La Harris si dice “contraria – personalmente contraria – alla pena di morte”. Ma, notano gli esperti, se come Procuratrice non aveva fatto condannare a morte nessuno, non era stata però di supporto a persone condannate a morte in precedenza che avevano validi motivi per chiedere una revisione dei processi. Recentemente ha dichiarato al New York Times: “Mi sento malissimo per questo”.
Nella scorsa campagna elettorale, quella vinta, assieme a Biden avevano assicurato che avrebbero abolito la pena di morte federale. Non lo hanno fatto, e anzi, in due casi di terrorismo “interno” hanno lasciato che la pubblica accusa federale (che dipende direttamente dal governo) chiedesse la pena capitale.

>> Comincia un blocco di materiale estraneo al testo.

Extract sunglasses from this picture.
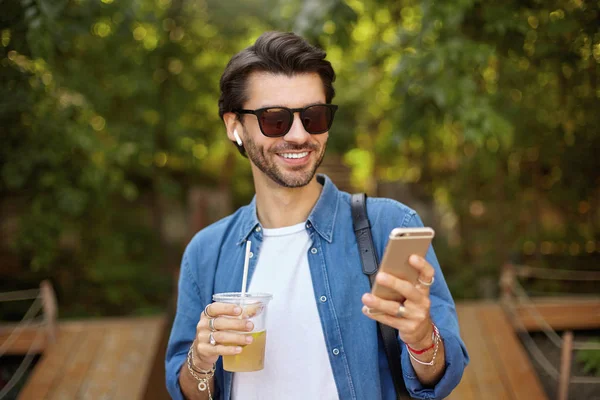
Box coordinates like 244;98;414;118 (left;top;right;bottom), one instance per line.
233;104;338;137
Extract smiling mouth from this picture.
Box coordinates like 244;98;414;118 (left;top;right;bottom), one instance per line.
279;151;309;159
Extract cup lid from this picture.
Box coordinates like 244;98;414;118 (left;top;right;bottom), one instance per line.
213;292;273;301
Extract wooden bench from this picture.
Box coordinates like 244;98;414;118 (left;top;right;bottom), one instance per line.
0;281;57;355
19;316;168;400
514;297;600;332
448;303;547;400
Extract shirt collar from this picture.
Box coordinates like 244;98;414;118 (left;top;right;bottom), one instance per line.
238;174;340;244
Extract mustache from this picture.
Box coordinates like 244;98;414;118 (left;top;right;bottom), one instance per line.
271;143;319;153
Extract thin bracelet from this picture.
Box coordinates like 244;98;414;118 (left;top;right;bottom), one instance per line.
406;323;435;354
405;325;441;367
187;343;215;400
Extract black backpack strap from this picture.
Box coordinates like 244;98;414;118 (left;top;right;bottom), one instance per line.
350;193;410;400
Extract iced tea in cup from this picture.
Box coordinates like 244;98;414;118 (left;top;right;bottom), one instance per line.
213;292;273;372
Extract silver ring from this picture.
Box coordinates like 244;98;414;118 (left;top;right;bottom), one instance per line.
417;276;435;286
208;318;217;332
396;304;406;318
204;304;215;319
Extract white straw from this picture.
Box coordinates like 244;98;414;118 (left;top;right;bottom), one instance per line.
242;240;252;298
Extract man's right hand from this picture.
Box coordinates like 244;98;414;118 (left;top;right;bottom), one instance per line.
193;303;254;370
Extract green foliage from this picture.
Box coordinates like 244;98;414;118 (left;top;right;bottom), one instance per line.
577;339;600;376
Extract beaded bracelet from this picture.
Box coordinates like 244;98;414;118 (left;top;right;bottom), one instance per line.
405;325;441;366
187;343;216;400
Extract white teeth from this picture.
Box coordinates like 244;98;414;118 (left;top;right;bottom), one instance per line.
281;151;308;158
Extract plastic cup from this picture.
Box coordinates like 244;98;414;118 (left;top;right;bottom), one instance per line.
213;292;273;372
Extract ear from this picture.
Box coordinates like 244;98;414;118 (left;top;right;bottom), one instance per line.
233;129;243;146
223;112;242;146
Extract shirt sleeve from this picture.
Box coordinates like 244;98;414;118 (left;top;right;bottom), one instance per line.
165;248;219;400
400;213;469;399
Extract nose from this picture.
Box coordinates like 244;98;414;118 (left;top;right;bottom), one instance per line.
283;112;310;144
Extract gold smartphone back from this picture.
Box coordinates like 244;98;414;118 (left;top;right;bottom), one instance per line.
372;228;435;303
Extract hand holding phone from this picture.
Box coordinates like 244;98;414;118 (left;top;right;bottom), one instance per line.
371;228;435;314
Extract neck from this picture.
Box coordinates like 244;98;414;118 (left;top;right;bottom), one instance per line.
255;175;323;229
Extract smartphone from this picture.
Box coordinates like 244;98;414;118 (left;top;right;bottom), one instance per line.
370;228;435;314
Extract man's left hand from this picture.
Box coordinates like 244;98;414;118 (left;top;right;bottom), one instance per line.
362;254;434;349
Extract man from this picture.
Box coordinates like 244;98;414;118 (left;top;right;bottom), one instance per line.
166;32;468;400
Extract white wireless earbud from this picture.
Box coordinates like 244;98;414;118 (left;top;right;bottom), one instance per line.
233;129;242;146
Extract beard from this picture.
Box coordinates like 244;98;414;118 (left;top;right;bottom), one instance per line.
244;132;327;188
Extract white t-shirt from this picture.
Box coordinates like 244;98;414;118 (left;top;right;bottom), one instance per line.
232;223;339;400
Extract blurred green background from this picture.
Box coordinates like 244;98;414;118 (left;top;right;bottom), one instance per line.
0;0;600;318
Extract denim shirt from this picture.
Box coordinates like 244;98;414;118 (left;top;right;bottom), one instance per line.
165;175;469;400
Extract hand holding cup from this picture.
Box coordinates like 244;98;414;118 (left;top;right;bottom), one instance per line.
193;302;254;370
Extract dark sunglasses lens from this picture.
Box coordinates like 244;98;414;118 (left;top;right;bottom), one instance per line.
301;105;333;133
260;108;291;136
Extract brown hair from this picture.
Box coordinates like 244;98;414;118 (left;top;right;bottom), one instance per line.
219;31;335;155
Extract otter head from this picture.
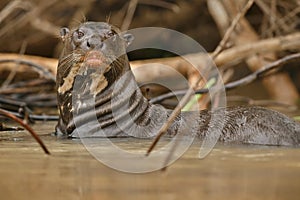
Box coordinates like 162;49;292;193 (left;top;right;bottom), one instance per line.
57;22;133;95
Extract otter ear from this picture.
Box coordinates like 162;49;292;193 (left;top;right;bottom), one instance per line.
123;33;134;47
60;27;70;42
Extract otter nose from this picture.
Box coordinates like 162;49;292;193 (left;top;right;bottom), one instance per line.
86;38;104;50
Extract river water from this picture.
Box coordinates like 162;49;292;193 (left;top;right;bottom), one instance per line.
0;122;300;200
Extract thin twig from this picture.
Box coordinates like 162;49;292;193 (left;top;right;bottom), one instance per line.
0;108;50;155
0;59;56;82
146;0;254;156
2;40;27;88
150;53;300;103
139;0;180;13
121;0;139;31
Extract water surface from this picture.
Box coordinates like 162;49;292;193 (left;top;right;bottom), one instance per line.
0;123;300;200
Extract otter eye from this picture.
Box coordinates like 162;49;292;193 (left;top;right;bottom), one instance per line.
77;31;84;39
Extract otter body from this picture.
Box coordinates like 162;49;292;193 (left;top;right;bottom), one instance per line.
56;22;300;145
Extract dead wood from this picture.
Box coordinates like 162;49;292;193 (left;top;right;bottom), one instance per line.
207;0;299;104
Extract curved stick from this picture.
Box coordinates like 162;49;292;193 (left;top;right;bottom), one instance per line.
0;108;50;155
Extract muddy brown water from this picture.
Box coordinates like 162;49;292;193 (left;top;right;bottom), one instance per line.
0;122;300;200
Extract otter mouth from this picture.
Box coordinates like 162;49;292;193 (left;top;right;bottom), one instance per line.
84;51;106;68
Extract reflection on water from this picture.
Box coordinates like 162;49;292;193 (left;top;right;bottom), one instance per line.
0;121;300;200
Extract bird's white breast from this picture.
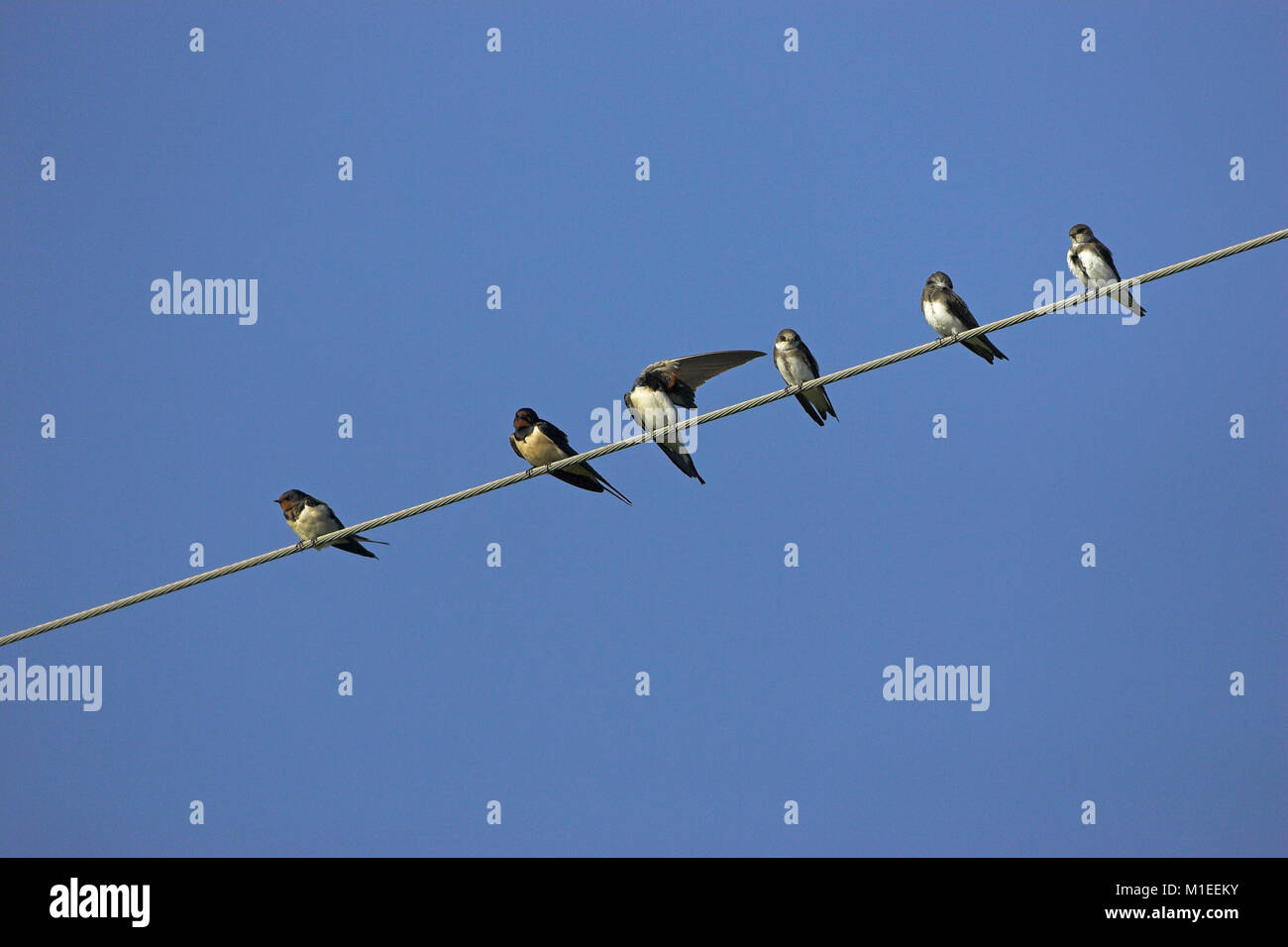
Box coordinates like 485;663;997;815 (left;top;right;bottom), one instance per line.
921;299;961;335
291;504;340;540
519;428;572;467
627;386;678;443
1078;248;1118;290
774;349;818;385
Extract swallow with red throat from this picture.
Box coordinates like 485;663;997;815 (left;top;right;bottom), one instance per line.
623;349;765;483
273;489;389;559
774;329;841;427
510;407;631;506
921;273;1012;365
1065;224;1145;317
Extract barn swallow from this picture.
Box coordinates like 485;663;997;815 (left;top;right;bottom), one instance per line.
273;489;389;559
774;329;841;427
622;349;765;483
1066;224;1145;317
510;407;631;506
921;273;1012;365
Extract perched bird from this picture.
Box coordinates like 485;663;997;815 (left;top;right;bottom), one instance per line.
623;349;765;483
510;407;631;506
774;329;841;427
273;489;389;559
921;273;1012;365
1066;224;1145;316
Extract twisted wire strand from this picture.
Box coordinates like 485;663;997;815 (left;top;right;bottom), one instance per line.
0;230;1288;647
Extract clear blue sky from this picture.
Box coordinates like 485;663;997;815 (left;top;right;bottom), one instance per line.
0;3;1288;856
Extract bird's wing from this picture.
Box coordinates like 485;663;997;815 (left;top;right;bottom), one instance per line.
643;349;765;388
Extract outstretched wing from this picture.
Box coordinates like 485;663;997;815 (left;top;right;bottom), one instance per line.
643;349;765;388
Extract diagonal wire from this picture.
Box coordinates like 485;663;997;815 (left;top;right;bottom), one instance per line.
0;230;1288;647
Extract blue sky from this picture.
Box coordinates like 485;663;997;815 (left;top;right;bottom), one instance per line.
0;3;1288;856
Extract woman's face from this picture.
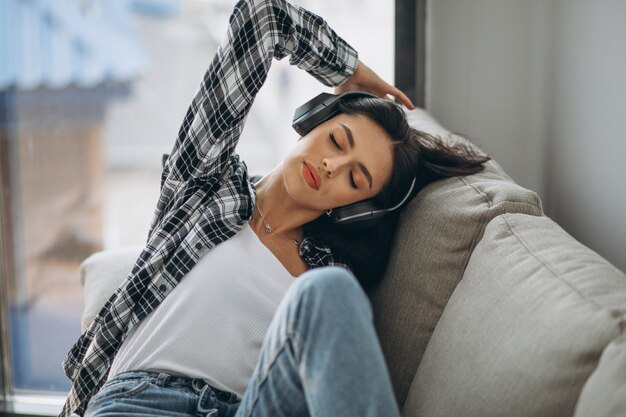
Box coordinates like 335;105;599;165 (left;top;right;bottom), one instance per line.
283;114;393;210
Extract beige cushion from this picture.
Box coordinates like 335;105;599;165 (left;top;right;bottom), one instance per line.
80;246;143;332
403;214;626;417
574;327;626;417
370;110;543;406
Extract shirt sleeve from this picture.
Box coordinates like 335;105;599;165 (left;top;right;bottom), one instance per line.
160;0;358;185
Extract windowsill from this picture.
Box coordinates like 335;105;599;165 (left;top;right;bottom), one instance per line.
0;395;65;417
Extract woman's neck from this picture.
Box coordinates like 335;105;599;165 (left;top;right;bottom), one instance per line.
251;164;322;236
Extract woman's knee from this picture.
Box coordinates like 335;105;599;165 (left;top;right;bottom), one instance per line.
292;266;370;316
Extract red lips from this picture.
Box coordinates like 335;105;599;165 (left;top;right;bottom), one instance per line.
302;161;321;190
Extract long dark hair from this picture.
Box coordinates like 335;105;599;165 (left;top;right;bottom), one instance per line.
304;98;490;289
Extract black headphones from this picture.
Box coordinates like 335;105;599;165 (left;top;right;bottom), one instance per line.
291;91;416;229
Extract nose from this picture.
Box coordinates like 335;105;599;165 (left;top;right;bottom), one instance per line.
322;157;349;178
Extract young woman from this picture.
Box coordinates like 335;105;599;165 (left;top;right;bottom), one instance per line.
61;0;487;417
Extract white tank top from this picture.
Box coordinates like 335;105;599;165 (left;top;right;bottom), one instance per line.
109;225;294;397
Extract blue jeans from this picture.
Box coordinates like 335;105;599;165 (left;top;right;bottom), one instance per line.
85;267;400;417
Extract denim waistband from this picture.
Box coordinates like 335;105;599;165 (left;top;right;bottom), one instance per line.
107;371;241;404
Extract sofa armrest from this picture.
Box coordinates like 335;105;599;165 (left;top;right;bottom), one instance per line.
79;246;143;332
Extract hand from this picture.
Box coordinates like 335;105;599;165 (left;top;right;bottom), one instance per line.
335;59;415;110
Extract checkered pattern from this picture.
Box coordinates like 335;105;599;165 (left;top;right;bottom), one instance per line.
60;0;357;416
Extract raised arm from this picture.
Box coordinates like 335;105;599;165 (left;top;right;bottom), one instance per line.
162;0;358;185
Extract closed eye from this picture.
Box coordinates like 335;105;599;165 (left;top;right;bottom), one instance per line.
350;171;359;190
330;133;342;151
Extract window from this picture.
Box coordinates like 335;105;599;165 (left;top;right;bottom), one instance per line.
0;0;420;413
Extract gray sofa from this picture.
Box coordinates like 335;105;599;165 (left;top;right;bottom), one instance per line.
81;110;626;417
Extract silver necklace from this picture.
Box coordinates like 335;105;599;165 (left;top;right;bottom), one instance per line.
255;203;300;248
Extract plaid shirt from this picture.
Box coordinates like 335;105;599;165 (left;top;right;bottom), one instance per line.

Ci sarebbe una posizione intermedia che Biden e Harris potrebbero ancora prendere: utilizzando i poteri presidenziali, che tutti i presidenti usano nelle ultime ore del mandato per prendere alcune decisioni impopolari, come concedere la grazia a qualche collaboratore condannato per corruzione o cose simili (lo fanno davvero tutti), potrebbero graziare i 40 detenuti, tutti uomini, rinchiusi nel braccio della morte federale. Così facendo, Trump non troverebbe più nessuno da far giustiziare. Ma questo non influirebbe comunque sulle elezioni di novembre, visto che per prassi l’alternanza vecchio/nuovo presidente si fa tre mesi dopo le elezioni, e quindi i “giorni delle grazie”, tradizionalmente, sono i primi di febbraio.
In politica carceraria, Trump ha invertito la tendenza del suo predecessore Obama a diminuire gli appalti ai privati per la gestione delle carceri, e li aveva nuovamente aumentati. L’amministrazione Biden-Harris non ha rinnovato i contratti ai privati, e attualmente tutti i detenuti federali sono tornati sotto il controllo del Governo.
Sulle misure di polizia, Harris, che ha un padre giamaicano, ha in passato simpatizzato per il movimento (considerato di estrema sinistra) “Black Lives Matter” che vuole meno fondi stanziati per la polizia, e più per i servizi sociali. Per un paio di anni molte città hanno adottato questa politica, e il risultato è stato un forte aumento dei crimini, non è chiaro se per motivi veri, o se per un boicottaggio da parte della polizia.
Oggi l’idea di depotenziare la polizia non è più di moda, ma Harris è comunque in difficoltà con BLM perché il movimento contiene una forte componente pro-Palestina che ha già dichiarato più volte che “non voterà mai per Harris”. Neanche per Trump, ovviamente, anche perché Trump ha come cavallo di battaglia l’aumento di assunzioni e di stipendi per la polizia.
Chi vincerà? Vorrei dire che, se vincesse Trump, Biden quasi certamente firmerebbe le grazie per i 40 condannati a morte. Nessuno tocchi Caino ha a cuore il destino dei condannati, ma forse è un po’ poco per auspicare davvero la vittoria di Trump.